- Born: Heidi Ryom Kristensen 26 August 1955 (age 70) Copenhagen, Denmark
- Died: 5 October 2013 (aged 58) Denmark
- Occupations: Ballerina; Educator;
- Years active: 1974–2007
- Spouse: Julian Ringdahl ​ ​(m. 1995⁠–⁠1999)​
- Children: 1
- Awards: Knight First Class of the Order of the Dannebrog; Tagea Brandt Rejselegat;

= Heidi Ryom =

Danish ballerina and educator

Heidi Ryom Kristensen (26 August 1955 – 5 October 2013) was a Danish ballerina and educator for the Royal Danish Ballet. She began dancing at the Royal Danish Ballet school and became an in 1972 before being made a corps dancer at the Royal Danish Ballet two years later. In 1982, Ryom was appointed principal solo dancer at the Royal Danish Theatre before retiring from her position as a solo dancer in 1997 and became a character dancer and educator. She was appointed Knight of the Order of the Dannebrog in 1988 and was promoted to Knight First Class of the Order of the Dannebrog eight years later.

==Biography==
On 26 August 1955, Ryom was born Heidi Ryom Kristensen in Copenhagen. She was the daughter of the car dealer Kurt Kristensen and Jette Ryom. Ryom was educated at the Royal Danish Ballet school, which is situated on the grounds of the Danish Royal Theatre. In 1972, she became an aspirant, and graduated in 1974. Ryom was made a corps dancer at the Royal Danish Ballet that same year. In 1979, she made her debut in Pas de deux in Flower Festival in Genzano with Ib Andersen as a partner and was a dancer in a wide variety of ballets by August Bournonville.

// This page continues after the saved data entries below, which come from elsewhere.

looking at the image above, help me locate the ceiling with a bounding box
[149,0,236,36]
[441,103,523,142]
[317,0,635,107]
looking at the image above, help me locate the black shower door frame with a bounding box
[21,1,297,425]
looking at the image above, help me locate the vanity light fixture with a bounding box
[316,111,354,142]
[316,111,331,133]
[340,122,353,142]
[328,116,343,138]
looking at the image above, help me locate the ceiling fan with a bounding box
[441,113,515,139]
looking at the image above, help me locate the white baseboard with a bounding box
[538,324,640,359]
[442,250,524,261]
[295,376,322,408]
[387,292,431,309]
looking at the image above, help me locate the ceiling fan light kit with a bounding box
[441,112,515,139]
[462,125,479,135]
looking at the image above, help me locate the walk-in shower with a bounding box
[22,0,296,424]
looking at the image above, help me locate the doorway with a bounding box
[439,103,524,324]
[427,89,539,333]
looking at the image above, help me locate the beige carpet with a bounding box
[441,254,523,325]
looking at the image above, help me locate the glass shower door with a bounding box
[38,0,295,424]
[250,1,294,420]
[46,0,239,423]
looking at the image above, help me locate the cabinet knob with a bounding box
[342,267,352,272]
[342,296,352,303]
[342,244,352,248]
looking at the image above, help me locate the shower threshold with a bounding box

In 1980, Ryom played the part of the bespectacled Helena in A Midsummer Night's Dream and as Svanhilda in Coppélia by Hans Brenaa the following year. She was appointed solo dancer (principal) at the Royal Danish Theatre in 1982. The following year, Ryom had a role in Korsaren by Erik Bruhn and was cast in the role of Kitri in Don Quixote the same year. She played alongside Toni Lander and Lise Landers in Études in 1984 and the title role of Juliet in Romeo and Juliet by John Neumeier three years later. Ryom entered into a working partnership with Julio Bocca in 1988, and they guested across the globe. In 1989, she played the roles of Alli in Månerenen and Tatjana in Onegin. Ryom was cast as the title roles in Gisellein 1990, La Sylphide two years later, the ballerina Piano Concerto No. 2 by Pyotr Ilyich Tchaikovsky in 1993, the woman in Mysteriesin 1994 and the role of Odette/Odile in Swan Lake in 1996.

She retired as a solo dancer at the age of 41 in 1997, and became both a character dancer and educator from that year on. Ryom made the request to retire and did instructional tasks inside and outside the Royal Theatre. In late 1999, she hosted the ballet Giselle, and worked for the Royal Theatre as a ballet instructor until 2007. Ryom was made Knight of the Order of the Dannebrog in 1988 and was promoted to Knight First Class of the Order of the Dannebrog eight years later. She appeared on the DR P1 radio programme Radiofortællinger to discuss the negatives of her career as a solo dancer. Ryom received the Tagea Brandt Rejselegat in 1990. In late 2013, she was awarded the Ballettens Venners Hæderspris from Princess Benedikte of Denmark.

==Personal life==
She was in a relationship with the film worker Ulrik Wivel from 1986 to 1992. Ryom was married to the ballet dancer Julian Ringdahl from 1995 to 1999. She was the mother of one child. On the afternoon of 5 October 2013, Ryom died of a sudden brain haemorrhage.

==Analysis==
Debra Craine and Judith Mackrell described Ryom in The Oxford Dictionary of Dance as "a soubrette, with her petite build and speed, she matured into a poetically expressive performer". Alette Scavenius said in Ryom's Dansk kvindebiografisk leksikon entry that the dancer's career had no drama in it "and has largely followed the beaten path. This calm development from ballet child over the youthfully cheerful soubrette to the tragedy roles in Russian bravura style was due in equal parts to willpower, stubbornness and the right people's understanding of HR's talent at the right time."